Федька стоял около занавешенного окна и, чуть приподняв занавеску, смотрел на улицу. Вдруг он побледнел и как-то странно отрывисто произнес:
— Все... Поздно...
В этот момент Сашка стояла с зеркалом в руках, которое она почему-то сняла со стены. Девушка до неузнаваемости изменилась в лице, расширила и без того большие глаза, и предмет изящества выскользнул из ее рук. Стекло с грохотом стукнулось об пол и разлетелось на тысячи осколков.
— Сашка, — быстро заговорил Федька. — Ты ещё успеешь убежать. Иди в другую комнату и беги... через окно... Куда угодно, хоть к Григорию... И там будет лучше, чем на каторге... Ведь арестовывать пришли меня...
— Нет!
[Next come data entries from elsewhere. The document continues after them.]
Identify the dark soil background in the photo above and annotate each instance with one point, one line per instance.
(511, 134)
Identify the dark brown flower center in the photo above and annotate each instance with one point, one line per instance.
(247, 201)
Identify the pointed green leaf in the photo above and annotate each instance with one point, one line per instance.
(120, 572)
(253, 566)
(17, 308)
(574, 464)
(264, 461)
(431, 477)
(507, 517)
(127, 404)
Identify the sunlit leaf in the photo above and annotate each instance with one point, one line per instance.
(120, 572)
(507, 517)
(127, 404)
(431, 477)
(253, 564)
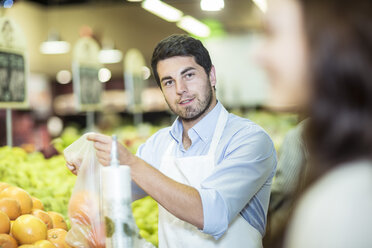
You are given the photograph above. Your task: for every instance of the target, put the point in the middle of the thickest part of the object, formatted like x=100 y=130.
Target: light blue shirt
x=241 y=181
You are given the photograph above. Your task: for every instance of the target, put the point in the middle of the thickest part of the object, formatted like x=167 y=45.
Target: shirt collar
x=204 y=129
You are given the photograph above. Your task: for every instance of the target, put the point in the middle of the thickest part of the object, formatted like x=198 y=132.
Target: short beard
x=204 y=106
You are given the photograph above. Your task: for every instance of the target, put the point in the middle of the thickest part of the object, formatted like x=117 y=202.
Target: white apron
x=173 y=232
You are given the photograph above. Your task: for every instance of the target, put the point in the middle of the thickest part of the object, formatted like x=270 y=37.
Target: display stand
x=135 y=83
x=87 y=87
x=13 y=72
x=9 y=135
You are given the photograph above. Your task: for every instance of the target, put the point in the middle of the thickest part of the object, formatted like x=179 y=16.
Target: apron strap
x=221 y=123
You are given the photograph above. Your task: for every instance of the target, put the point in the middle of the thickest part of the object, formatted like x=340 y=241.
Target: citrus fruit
x=28 y=229
x=4 y=223
x=44 y=216
x=44 y=244
x=11 y=207
x=83 y=207
x=3 y=186
x=21 y=196
x=7 y=241
x=57 y=237
x=36 y=203
x=58 y=220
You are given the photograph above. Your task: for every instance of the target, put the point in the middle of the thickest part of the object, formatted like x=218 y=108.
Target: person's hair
x=339 y=35
x=180 y=45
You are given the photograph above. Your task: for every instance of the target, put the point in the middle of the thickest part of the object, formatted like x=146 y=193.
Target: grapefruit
x=44 y=216
x=58 y=220
x=7 y=241
x=83 y=207
x=4 y=223
x=28 y=229
x=44 y=244
x=24 y=198
x=3 y=186
x=11 y=207
x=57 y=236
x=36 y=203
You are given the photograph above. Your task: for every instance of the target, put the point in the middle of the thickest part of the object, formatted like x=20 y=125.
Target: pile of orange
x=24 y=223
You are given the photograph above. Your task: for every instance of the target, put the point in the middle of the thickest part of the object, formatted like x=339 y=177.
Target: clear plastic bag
x=85 y=208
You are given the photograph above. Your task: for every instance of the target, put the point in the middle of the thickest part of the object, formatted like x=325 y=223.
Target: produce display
x=35 y=191
x=23 y=220
x=275 y=124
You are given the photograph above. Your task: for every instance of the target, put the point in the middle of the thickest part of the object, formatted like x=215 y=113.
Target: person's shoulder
x=346 y=179
x=160 y=135
x=338 y=203
x=243 y=126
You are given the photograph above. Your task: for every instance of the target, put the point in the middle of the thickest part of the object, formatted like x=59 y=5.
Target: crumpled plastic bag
x=85 y=209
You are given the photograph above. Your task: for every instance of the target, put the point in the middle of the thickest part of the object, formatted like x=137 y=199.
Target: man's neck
x=188 y=124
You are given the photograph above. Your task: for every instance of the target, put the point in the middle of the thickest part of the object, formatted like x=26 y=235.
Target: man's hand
x=102 y=144
x=73 y=166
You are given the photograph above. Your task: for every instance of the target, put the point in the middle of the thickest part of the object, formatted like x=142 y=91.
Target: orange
x=44 y=244
x=24 y=198
x=57 y=236
x=7 y=241
x=36 y=203
x=11 y=207
x=83 y=207
x=58 y=220
x=98 y=239
x=28 y=229
x=44 y=216
x=3 y=186
x=4 y=223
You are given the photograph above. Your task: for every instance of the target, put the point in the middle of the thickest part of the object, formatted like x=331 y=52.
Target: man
x=211 y=171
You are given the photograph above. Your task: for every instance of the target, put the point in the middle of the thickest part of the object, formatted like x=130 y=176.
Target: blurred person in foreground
x=211 y=171
x=284 y=56
x=333 y=50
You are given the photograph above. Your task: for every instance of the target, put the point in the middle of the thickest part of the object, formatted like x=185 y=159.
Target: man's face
x=186 y=87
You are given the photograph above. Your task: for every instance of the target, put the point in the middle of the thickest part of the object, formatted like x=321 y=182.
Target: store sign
x=133 y=77
x=85 y=67
x=13 y=66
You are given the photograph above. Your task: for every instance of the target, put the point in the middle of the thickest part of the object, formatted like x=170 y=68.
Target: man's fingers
x=104 y=162
x=102 y=147
x=96 y=137
x=72 y=168
x=103 y=155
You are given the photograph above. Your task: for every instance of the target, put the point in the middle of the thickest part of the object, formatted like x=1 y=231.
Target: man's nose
x=181 y=87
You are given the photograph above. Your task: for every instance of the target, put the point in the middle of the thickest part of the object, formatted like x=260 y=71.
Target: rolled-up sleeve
x=248 y=162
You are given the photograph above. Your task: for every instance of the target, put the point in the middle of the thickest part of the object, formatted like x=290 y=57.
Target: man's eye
x=167 y=83
x=189 y=75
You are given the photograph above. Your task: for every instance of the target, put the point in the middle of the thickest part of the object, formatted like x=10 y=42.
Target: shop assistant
x=211 y=171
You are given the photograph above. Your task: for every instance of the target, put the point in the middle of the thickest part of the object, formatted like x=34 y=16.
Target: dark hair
x=180 y=45
x=339 y=34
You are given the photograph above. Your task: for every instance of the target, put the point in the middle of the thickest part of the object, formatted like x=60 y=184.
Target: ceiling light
x=104 y=75
x=54 y=126
x=8 y=4
x=54 y=45
x=212 y=5
x=193 y=26
x=63 y=77
x=146 y=73
x=162 y=10
x=261 y=4
x=110 y=56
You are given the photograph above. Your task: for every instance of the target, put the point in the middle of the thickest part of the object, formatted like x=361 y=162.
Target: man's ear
x=212 y=76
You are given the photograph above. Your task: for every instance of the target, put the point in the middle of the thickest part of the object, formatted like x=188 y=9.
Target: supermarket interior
x=72 y=67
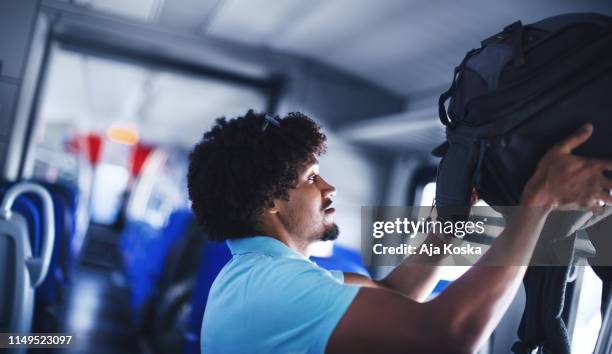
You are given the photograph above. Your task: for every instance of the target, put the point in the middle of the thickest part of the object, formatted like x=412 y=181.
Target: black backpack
x=523 y=90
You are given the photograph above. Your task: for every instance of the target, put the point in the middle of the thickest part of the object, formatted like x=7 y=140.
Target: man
x=255 y=182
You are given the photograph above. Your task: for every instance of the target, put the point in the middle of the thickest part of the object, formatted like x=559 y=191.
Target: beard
x=330 y=233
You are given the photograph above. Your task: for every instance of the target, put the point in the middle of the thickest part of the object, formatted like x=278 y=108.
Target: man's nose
x=327 y=189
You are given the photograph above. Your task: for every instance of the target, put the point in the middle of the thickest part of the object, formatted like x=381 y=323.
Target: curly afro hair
x=242 y=164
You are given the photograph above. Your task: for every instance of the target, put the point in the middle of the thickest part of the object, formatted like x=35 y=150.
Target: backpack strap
x=444 y=118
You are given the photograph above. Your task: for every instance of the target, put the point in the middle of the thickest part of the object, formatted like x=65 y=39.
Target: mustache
x=327 y=203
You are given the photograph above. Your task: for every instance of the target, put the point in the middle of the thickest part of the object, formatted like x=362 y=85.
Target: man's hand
x=566 y=181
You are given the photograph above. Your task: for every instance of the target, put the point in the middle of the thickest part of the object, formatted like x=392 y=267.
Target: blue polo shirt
x=271 y=299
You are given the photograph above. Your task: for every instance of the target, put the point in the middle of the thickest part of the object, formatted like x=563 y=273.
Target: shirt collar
x=264 y=245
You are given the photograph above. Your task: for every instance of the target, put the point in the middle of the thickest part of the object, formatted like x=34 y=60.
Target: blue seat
x=214 y=258
x=145 y=250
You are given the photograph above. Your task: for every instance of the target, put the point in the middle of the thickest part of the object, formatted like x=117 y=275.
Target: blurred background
x=103 y=100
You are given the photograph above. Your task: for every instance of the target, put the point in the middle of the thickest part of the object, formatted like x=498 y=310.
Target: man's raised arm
x=462 y=317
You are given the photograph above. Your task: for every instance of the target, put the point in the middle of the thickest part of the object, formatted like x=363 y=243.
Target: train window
x=98 y=112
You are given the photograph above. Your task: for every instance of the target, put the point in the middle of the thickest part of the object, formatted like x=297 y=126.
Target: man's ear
x=272 y=208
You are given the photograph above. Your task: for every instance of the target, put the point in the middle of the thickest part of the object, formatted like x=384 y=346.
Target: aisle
x=97 y=308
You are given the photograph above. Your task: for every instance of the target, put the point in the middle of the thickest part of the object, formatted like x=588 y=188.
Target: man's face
x=308 y=213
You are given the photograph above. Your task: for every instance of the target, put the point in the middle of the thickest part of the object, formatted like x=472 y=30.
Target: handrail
x=38 y=267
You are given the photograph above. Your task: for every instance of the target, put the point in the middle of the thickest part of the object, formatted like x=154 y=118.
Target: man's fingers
x=577 y=138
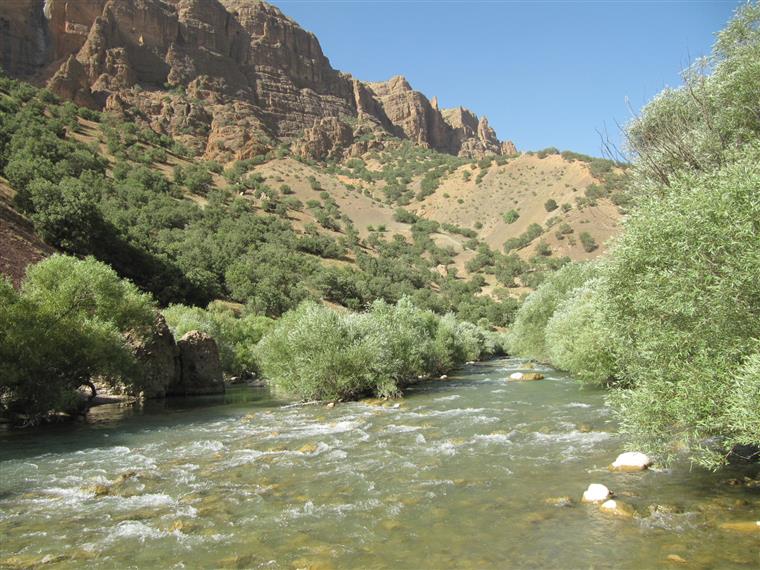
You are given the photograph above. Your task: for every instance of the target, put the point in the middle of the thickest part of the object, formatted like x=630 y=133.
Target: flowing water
x=456 y=475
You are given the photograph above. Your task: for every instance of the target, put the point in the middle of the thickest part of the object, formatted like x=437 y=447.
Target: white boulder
x=596 y=493
x=616 y=508
x=631 y=461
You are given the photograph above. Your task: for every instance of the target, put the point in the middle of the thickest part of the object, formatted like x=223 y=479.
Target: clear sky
x=545 y=73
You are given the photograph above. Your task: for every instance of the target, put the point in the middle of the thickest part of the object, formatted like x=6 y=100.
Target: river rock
x=201 y=369
x=630 y=462
x=596 y=493
x=741 y=526
x=158 y=357
x=526 y=376
x=559 y=501
x=617 y=509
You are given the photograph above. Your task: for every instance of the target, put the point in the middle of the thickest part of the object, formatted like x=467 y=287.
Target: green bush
x=65 y=327
x=314 y=352
x=578 y=340
x=511 y=217
x=235 y=336
x=528 y=334
x=588 y=242
x=682 y=292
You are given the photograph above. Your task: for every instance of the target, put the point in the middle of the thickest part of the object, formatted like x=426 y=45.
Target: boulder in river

Нет, я тебе не брошу, не могу...
— Пойми, это все не женское дело, тем более каторга...
— Поздно... — теперь Сашка произнесла это страшное слово, от которого мороз по коже пробежал.
В дверь постучали. Послышались тихие голоса, какая-то возня. Затем чей-то голос громко произнес:
— Именем закона, откройте или мы выломаем дверь!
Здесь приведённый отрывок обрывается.